メノポハンドの背景の一つに、エストロゲンの低下が指摘されています。
関節の周りには「滑膜」という組織があり、関節の動きを滑らかにします。エストロゲンには滑膜を保護する働きがありますが、エストロゲンが低下すると滑膜が傷みやすくなり、関節の動きが悪くなります。その結果、こわばりや痛みにつながってしまうようです。

メノポハンドの検査・診断・治療は「手の外科」専門医へ
手指のこわばりや痛みなどの症状がみられたら、症状の強さや関節リウマチといった他の疾患との鑑別のためにも、まずは整形外科(できれば手の外科専門医)を受診しましょう。
症状が軽ければ安静や固定、薬物療法などの治療法がありますが、症状が悪化すれば手術療法を検討することもあるそうです。
私見ですが、手の外科専門医の診察の結果、エストロゲンに似た働きをする「エクオール(大豆イソフラボンの代謝産物)」を勧められた場合は、エクオールのサプリメント(大塚製薬:エクエルプチ プラスなど)を服用して頂く事もいいと思います。その際は、クリニックや薬局で、信頼できる製品をご購入下さい。

セルフケアのポイントは「血行の改善」
メノポハンドの症状緩和や予防の対策として、手指のストレッチがありますが、症状によっては逆効果になる可能性もあるため、専門医から直接ご指導頂くのがいいでしょう。

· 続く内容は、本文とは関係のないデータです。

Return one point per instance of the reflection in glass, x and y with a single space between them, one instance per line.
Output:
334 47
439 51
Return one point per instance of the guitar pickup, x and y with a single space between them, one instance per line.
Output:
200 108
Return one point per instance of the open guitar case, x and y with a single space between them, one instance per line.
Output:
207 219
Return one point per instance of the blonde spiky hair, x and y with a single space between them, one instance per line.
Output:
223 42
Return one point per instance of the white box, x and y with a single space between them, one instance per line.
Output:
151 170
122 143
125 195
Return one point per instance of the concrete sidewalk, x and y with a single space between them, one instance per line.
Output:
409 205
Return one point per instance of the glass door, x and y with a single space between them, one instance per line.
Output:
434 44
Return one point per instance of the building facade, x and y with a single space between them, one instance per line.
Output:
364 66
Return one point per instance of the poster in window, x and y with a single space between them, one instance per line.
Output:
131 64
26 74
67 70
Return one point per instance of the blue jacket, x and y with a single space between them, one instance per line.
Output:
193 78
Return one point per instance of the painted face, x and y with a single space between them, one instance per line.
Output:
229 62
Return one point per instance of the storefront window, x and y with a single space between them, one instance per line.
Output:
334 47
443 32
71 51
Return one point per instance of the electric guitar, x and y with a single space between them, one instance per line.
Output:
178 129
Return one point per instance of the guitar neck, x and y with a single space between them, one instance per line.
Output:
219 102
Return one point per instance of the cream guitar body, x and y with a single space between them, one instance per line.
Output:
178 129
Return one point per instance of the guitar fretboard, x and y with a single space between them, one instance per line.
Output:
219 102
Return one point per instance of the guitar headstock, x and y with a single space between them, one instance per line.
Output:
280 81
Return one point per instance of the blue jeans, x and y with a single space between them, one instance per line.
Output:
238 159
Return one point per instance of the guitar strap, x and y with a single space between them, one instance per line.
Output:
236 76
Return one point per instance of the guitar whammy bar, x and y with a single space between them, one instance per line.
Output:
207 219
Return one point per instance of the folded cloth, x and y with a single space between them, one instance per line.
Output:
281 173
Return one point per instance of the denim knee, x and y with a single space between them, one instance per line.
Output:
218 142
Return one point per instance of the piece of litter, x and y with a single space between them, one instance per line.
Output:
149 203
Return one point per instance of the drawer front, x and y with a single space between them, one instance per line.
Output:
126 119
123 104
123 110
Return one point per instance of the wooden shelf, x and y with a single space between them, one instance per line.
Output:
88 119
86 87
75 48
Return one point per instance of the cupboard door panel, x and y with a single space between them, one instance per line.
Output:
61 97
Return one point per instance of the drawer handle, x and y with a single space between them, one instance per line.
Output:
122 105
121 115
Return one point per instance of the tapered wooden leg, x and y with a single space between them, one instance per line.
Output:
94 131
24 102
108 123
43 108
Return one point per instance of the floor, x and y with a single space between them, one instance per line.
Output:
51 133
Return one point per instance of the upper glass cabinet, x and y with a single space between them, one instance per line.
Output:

それ以外でのセルフケアとしては、血行を良くする生活習慣が挙げられます。「全身の有酸素運動(ウォーキング・ジョギングなど)・ストレッチ体操」「良質な睡眠」「バランスのとれた食事(オメガ3脂肪酸・ビタミンB Eなど)」「入浴」などは、メノポハンドだけでなく、様々な更年期症状に悩む多くの女性に、是非取り入れて頂きたい生活習慣です。

更年期症状として、手のこわばりを認める方も少なくありませんが、必ずしもエクオールのサプリメントやホルモン補充療法で改善するとは限りません。
当院では、関節痛に有効な漢方薬を使用することもありますが、その効果には個人差もあります。
メノポハンドかな?と思ったら、お近くの手の外科専門医をネットなどで検索して頂き、早めにご相談されることをお勧めします。